At the time, a man had just killed himself over the internet. He announced it. Everyone went on his website to watch it happen. He took pills. He could have been saved. People laughed about it. Finally, someone notified the moderator of the site who found his location and called the officials. The police came in to find him dead. People were watching this happen on the web. Some people were shocked, others laughed. Thousands of people witnessed a man dying on the internet and just one person made an attempt to contact the moderator.

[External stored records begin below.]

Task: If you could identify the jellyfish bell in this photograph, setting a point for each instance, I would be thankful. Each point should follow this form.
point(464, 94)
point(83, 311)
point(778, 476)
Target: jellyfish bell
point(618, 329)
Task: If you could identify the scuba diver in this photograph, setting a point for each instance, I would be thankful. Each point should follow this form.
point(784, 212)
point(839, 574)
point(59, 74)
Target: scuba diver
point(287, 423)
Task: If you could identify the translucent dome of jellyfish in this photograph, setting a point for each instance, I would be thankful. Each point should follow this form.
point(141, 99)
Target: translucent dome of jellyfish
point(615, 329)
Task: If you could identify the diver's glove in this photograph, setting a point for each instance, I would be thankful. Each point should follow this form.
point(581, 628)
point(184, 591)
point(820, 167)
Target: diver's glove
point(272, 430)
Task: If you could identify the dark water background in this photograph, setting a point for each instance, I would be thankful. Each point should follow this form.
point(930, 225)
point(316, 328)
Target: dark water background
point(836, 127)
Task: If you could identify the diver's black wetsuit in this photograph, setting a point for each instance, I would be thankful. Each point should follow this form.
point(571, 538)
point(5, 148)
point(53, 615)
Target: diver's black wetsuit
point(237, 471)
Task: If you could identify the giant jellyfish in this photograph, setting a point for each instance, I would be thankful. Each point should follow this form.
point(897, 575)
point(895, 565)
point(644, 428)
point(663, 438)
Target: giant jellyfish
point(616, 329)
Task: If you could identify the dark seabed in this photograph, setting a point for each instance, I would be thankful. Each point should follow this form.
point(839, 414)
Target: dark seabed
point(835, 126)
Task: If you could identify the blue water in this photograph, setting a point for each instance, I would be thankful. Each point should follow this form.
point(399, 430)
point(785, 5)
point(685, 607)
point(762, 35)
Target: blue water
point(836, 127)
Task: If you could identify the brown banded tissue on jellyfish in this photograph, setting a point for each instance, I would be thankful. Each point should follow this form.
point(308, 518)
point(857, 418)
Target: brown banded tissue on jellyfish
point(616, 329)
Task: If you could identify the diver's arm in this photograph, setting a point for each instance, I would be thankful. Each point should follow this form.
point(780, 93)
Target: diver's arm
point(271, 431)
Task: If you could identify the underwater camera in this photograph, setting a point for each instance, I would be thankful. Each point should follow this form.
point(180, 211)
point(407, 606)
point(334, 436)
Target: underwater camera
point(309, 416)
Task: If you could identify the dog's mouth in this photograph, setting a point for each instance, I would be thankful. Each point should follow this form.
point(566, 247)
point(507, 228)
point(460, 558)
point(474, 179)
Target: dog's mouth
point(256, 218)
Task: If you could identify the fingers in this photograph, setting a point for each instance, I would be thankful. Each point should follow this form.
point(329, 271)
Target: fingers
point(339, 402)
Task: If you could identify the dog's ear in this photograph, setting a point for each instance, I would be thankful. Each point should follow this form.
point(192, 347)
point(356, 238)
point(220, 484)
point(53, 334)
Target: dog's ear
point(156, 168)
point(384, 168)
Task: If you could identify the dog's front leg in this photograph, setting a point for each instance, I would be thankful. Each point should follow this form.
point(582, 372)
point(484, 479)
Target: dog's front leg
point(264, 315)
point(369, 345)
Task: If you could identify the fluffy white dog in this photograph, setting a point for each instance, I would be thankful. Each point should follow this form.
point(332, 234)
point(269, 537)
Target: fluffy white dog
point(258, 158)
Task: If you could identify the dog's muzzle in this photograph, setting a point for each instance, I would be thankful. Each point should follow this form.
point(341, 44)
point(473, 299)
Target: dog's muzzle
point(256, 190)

I recall an incident in Vietnam. I can't remember what it was called. A group of soldiers were told to raid a village in search of spies. They found none. But they were so frustrated from dealing with the conditions they were dealt with in Nam that they violated the people in the village. They took everyone, man, woman, children alike; and put them in a ditch to die. One man, who flew a helicopter, saved the day. He said he'd shoot anyone who'd harm those people and he managed to set them free. Interestingly enough someone emerged a hero, though at the time, he might have appeared a traitor. I’ve heard many versions of this story. Even though many soldiers were guilty for brutally murdering innocent people, only one man was persecuted. He was the scapegoat. I also heard that these soldiers were following orders. If this is so, then why did the officials get of scot free? So now the question is, are we right to just follow orders? As innocent as it seems to be a blind follower of authority, there is something quite evil about choosing to remain ignorant.
I dealt with bullies growing up. No, they never picked on me. They picked on my friends and it seemed I was the only one to stick up for them while everyone else stood around and watched. I even attacked a group of kids who were pestering my friend while other friends just looked on for entertainment. They ran away. This happened in the fourth grade. In Junior High something similar happened, but this time, the crowd was bigger. All they did was watch a friend of mine getting pestered by another girl. I told them they should be ashamed of themselves.
We need to stop and think about how we laugh, ridicule, judge and kill people. Whether it is someone committing suicide on the net, or a kid being bullied at school, or innocent people being tortured in a war, or a loving couple who simply want to get married, we have to be courageous and speak our truth. Maybe speaking the truth won't do anything. But it's better than nothing. I'm starting to realize that now. Why live my life just being a peon?
What would you do? How easy it is to stop what is wrong. But most people stand around, watch, laugh, and do nothing. What would you do?
An experiment in the seventies was conducted. They told people to give someone electric shocks in another room. the person would be screaming in pain, begging for them to stop, but when told to keep going, the subjects continued to inflict pain. It was all rigged but the large majority of the people continued to do what was told to them even though they could hear that it could be torturing or harming another. It was an experiment on the power of authority. Who are you? Are you the kind of person who would keep pushing the button just because that was what you were told? People think they wouldn't. People think they know right from wrong. But when tested, the results are quite contradictory.